In the waning days of last year’s midterm elections, Sen. John Kerry (D-Mass.) gave hundreds of thousands of dollars from a soft-money account he controlled to Democrats in tight Senate races, and dumped more money into New Hampshire, a key battleground in the 2004 presidential race.
While Kerry spent heavily from the Citizen Soldier Fund soft-money account throughout 2002 to help boost his presidential prospects, federal disclosure reports released late last week also show that Kerry was a loyal party warrior in the days leading up to Nov. 5.
Kerry actually closed his soft-money fund on Election Day, according to his aides.
But prior to its termination, Kerry pumped $181,000 from the fund into South Dakota, where Sen. Tim Johnson (D) barely survived a tough challenge from then-Rep. John Thune (R).

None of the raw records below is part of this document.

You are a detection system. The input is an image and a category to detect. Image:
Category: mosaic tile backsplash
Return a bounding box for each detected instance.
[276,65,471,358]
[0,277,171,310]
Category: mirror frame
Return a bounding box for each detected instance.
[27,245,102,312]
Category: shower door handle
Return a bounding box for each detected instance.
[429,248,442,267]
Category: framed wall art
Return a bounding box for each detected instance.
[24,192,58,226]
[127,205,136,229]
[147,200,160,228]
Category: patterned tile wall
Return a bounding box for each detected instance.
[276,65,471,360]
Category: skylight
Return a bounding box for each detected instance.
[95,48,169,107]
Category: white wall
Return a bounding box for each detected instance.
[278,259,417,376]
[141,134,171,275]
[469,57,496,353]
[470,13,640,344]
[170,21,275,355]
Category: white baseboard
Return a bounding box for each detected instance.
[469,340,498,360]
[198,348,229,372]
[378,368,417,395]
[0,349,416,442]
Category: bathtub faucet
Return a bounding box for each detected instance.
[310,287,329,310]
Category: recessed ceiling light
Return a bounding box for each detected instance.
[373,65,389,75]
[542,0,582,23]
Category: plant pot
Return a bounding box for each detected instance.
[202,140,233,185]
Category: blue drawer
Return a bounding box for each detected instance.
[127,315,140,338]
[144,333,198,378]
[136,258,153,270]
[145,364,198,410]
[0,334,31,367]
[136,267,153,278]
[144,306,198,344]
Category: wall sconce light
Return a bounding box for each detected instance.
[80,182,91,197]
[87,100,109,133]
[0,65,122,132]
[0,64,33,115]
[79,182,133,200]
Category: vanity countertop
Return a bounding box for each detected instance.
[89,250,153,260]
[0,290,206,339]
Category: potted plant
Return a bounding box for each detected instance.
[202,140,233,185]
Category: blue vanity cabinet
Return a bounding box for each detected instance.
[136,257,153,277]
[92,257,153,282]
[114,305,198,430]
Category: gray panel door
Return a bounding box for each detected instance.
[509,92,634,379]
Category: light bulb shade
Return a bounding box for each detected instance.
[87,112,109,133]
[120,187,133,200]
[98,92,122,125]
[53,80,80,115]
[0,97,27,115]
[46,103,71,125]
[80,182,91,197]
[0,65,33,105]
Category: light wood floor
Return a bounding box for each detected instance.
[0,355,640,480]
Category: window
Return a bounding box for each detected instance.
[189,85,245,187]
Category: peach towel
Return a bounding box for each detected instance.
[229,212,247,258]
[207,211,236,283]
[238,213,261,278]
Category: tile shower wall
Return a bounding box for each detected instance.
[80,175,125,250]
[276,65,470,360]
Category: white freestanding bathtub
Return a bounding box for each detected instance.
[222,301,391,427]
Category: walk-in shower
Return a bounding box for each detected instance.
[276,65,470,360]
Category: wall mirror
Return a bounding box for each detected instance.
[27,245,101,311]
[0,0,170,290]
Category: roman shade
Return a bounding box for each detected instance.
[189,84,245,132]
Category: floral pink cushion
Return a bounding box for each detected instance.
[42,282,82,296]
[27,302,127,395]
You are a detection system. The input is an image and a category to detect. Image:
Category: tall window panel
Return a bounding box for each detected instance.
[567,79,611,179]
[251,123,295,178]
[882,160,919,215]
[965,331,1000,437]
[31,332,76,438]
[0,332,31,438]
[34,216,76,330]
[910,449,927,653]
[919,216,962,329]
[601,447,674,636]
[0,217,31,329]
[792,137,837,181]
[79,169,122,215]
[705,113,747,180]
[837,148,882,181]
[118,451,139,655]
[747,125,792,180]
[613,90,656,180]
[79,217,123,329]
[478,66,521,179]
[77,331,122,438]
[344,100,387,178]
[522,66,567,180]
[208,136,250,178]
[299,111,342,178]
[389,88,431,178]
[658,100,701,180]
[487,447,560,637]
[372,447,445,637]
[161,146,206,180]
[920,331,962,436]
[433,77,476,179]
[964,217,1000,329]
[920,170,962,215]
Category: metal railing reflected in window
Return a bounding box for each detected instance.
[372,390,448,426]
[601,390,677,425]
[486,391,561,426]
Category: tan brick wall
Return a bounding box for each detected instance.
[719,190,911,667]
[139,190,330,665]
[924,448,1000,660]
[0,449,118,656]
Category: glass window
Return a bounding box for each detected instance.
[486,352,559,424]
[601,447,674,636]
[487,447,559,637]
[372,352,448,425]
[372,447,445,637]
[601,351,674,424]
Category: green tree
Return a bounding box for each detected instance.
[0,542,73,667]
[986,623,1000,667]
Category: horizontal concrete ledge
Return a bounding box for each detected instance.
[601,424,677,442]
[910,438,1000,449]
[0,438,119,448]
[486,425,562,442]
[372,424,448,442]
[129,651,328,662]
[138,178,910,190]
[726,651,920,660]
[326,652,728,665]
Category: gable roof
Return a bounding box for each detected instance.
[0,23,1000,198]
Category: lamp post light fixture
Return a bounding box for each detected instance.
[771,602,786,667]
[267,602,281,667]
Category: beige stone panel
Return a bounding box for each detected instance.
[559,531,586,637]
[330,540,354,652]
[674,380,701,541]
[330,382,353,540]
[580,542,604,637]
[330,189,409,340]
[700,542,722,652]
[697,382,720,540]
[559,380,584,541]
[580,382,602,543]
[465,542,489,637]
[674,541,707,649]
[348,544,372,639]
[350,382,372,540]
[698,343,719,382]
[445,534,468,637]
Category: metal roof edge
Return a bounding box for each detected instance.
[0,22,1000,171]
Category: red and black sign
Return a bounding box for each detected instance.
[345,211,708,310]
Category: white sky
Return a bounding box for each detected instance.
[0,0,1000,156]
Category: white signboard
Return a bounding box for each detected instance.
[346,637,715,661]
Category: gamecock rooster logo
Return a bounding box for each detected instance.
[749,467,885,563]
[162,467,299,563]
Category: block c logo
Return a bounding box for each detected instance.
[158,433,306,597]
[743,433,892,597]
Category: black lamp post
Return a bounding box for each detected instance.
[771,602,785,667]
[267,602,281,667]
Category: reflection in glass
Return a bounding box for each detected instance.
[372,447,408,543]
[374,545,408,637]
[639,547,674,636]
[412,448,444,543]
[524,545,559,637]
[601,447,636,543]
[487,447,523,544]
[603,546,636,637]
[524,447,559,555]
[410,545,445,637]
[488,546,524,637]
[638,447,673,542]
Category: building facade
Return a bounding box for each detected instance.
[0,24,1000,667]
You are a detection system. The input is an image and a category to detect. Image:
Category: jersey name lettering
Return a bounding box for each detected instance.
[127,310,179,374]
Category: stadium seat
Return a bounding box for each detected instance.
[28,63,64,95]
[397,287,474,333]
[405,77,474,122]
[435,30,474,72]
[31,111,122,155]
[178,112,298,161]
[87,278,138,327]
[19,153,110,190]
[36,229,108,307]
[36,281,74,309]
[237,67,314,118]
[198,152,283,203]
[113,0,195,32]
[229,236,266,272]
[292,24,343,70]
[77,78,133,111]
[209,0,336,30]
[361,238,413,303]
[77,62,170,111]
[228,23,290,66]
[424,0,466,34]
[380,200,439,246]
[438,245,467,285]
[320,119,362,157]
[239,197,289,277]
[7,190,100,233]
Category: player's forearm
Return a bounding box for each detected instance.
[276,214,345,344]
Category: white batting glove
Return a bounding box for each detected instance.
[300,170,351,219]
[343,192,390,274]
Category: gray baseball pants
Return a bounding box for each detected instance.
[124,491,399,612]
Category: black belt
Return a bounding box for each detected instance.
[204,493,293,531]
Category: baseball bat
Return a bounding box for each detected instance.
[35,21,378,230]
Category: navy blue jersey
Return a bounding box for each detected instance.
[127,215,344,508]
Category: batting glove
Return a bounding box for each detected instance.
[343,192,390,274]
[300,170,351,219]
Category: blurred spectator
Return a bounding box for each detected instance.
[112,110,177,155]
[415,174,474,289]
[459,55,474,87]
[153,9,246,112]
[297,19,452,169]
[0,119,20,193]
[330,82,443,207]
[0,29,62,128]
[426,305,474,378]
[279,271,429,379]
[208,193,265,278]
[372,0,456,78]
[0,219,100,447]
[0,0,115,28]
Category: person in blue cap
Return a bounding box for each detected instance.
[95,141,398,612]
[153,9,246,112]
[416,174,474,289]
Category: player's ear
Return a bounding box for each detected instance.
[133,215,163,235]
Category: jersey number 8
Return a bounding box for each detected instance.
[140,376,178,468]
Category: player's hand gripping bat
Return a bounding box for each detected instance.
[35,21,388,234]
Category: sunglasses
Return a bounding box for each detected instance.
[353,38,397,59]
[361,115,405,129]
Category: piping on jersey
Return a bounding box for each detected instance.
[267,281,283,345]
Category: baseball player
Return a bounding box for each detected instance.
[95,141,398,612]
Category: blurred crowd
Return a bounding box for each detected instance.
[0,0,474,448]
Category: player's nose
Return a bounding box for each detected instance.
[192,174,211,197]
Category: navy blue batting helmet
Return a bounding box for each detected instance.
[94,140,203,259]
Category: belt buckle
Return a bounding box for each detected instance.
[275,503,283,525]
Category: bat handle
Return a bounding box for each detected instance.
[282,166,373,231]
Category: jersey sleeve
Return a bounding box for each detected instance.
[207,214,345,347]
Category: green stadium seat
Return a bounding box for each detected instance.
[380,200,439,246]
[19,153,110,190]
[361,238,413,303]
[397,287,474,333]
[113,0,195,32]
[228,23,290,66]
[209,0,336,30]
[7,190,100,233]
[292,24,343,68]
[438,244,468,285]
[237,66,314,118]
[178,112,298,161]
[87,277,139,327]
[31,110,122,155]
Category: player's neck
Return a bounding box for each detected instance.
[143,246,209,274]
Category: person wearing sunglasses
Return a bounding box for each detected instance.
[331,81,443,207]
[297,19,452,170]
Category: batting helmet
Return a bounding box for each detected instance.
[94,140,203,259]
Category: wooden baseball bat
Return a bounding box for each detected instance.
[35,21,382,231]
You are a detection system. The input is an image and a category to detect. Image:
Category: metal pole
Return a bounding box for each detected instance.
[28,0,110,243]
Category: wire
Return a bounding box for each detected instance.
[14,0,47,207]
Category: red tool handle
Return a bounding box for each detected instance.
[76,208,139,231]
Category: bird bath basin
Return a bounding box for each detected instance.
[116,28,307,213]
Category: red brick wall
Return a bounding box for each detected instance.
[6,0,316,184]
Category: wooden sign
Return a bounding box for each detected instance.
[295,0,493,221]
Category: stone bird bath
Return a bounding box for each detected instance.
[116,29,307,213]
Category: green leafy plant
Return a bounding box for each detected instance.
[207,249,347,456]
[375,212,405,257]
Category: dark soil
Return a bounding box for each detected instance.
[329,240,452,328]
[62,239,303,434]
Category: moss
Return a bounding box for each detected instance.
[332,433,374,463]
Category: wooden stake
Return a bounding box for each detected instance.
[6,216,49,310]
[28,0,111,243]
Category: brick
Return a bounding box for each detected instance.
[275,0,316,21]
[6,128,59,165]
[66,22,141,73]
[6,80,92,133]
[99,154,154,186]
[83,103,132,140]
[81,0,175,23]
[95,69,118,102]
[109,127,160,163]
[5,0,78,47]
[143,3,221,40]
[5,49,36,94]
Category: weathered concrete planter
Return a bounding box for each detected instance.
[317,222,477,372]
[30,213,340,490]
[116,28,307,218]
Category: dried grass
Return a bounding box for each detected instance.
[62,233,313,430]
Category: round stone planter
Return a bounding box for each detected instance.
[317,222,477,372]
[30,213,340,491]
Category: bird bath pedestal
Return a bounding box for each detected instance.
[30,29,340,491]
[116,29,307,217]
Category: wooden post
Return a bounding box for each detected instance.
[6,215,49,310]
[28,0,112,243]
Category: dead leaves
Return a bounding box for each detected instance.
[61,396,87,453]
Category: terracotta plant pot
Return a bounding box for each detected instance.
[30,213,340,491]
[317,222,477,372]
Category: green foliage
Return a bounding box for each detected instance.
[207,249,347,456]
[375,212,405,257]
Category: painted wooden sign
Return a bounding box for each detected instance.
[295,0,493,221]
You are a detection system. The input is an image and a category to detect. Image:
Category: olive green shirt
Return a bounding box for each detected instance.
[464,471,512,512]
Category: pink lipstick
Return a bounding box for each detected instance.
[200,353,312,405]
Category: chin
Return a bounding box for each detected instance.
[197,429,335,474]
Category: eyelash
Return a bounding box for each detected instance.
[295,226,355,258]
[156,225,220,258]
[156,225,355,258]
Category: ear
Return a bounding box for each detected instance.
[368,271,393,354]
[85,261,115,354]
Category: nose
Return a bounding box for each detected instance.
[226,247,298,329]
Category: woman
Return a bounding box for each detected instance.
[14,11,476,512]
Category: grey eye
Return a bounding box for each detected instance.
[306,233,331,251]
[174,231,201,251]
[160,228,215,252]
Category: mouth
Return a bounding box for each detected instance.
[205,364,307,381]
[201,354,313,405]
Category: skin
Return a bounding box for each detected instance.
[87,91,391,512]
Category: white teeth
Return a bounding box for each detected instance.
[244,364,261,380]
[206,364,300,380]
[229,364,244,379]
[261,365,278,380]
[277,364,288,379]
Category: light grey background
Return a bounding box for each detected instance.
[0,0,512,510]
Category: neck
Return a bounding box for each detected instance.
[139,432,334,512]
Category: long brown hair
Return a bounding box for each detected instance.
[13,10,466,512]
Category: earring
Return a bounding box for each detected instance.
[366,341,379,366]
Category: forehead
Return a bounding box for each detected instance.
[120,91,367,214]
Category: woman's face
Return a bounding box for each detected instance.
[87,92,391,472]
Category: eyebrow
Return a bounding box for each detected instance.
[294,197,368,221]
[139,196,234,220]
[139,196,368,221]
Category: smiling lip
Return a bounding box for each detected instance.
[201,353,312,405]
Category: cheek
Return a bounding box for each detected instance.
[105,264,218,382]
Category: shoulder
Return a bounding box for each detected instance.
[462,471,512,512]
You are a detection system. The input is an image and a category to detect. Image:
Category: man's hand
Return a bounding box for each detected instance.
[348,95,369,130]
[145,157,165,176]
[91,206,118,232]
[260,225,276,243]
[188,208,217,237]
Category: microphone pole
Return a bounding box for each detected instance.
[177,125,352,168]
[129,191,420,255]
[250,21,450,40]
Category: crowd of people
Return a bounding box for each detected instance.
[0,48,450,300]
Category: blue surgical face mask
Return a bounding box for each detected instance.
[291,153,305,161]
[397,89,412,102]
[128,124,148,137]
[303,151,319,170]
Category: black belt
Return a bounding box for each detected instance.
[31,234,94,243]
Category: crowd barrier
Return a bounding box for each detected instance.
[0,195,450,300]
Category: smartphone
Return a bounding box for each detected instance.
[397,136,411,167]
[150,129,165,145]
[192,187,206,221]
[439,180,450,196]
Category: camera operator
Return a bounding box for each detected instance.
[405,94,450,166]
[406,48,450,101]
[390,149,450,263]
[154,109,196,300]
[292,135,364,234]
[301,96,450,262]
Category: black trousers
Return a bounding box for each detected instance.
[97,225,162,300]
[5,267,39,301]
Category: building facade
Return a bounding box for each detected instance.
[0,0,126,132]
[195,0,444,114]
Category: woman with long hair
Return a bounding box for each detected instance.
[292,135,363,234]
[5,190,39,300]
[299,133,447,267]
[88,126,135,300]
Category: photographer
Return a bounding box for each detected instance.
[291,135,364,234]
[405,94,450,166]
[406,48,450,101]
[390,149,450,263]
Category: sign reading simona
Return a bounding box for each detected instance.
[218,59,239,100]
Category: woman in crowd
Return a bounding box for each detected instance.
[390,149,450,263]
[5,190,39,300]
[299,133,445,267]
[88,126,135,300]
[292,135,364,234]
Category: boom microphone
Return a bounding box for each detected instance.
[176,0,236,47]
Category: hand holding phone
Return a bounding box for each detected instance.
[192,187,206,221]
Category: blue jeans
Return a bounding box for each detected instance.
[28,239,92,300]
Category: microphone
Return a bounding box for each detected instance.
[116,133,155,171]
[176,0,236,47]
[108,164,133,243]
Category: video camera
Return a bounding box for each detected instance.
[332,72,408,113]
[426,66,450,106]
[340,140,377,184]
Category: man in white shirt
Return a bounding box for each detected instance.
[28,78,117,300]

And Kerry sent more than $81,000 to Georgia during a period between Oct. 17 and Election Day, although Democratic Sen. Max Cleland lost his re-election bid to Republican Rep. Saxby Chambliss. Cleland, like Kerry, is a Vietnam War veteran.
Kerry donated another $120,000 to the Democratic Senatorial Campaign Committee, according to the latest report filed with the IRS, which covers Oct. 17 to Nov. 25, and transferred $225,491 to his hard-money PAC, also called Citizen Soldier Fund. [IMGCAP(1)]
Overall, Kerry’s soft-money fund took in $332,000 during those three weeks and spent nearly $860,000.
The McCain-Feingold campaign finance law enacted last year bans soft-money donations and expenditures by federal candidates beginning on Nov. 6, and Democrats and Republicans alike scrambled to find ways to spend it before that deadline.
“When it comes to soft money, the rule was use or lose it,” noted David Wade, a Kerry spokesman. “We rushed to invest what soft money we had in electing Democrats.”
Wade, though, added that he would be “less than candid” in not admitting that Kerry sent a lot of soft money to 2004 battleground states like New Hampshire, Iowa and South Carolina.
“John Kerry is going to be the Democratic nominee for president, and the road to the nomination goes through those three states,” he said.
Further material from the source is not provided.